Professor: Large Danish mask study rejected by three top journals
The researchers behind a large and unique Danish study on the effect of wearing a mask have great difficulties in getting their research results published. One of the participating professors in the study concedes that the still secret research result could be considered ‘controversial’.
Author: Lars Henrik Aagaard; Published: October 22, 2020
Original article: Berlinske.dk (Danish)
For weeks, media and researchers all over the world have been awaiting the publication of a large Danish study on the effect – or lack thereof – of walking with facemasks in public spaces during the corona pandemic.
Now one of the researchers involved in the study can report that the finished research result has been rejected by at least three of the world’s leading medical journals.
These are The Lancet, The New England Journal of Medicine and the American Medical Association’s journal JAMA.
“They all said no,” says Professor, MD and chief medical officer at the research department at North Sealand Hospital, Christian Torp-Pedersen.

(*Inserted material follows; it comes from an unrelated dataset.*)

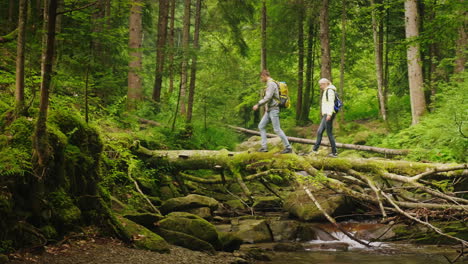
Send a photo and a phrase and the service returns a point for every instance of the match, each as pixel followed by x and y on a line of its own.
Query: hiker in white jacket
pixel 328 114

However, the professor does not wish to provide our newspapers with the justification.
“We cannot begin to discuss what they are dissatisfied with, because if so, we also have to explain what the study showed, and we do not want to discuss it until it is published,” explains Christian Torp-Pedersen.
The study was launched at the end of April following a grant of 5 million kroner from the Salling Funds. It involved as many as 6,000 Danes, half of whom had to wear facemasks over a longer period of time in public spaces. The other half was selected as a control group.
A larger proportion of the test participants were employees of Salling Group’s supermarkets: Bilka, Føtex and Netto.
The study and its size are unique in the world, and the aim was once and for all to try to clarify the extent to which the use of facemasks in public spaces provides protection against corona infection.
For the same reason, the researchers behind the study have regularly received inquiries from both Danish and international media with queries as to when the results are available.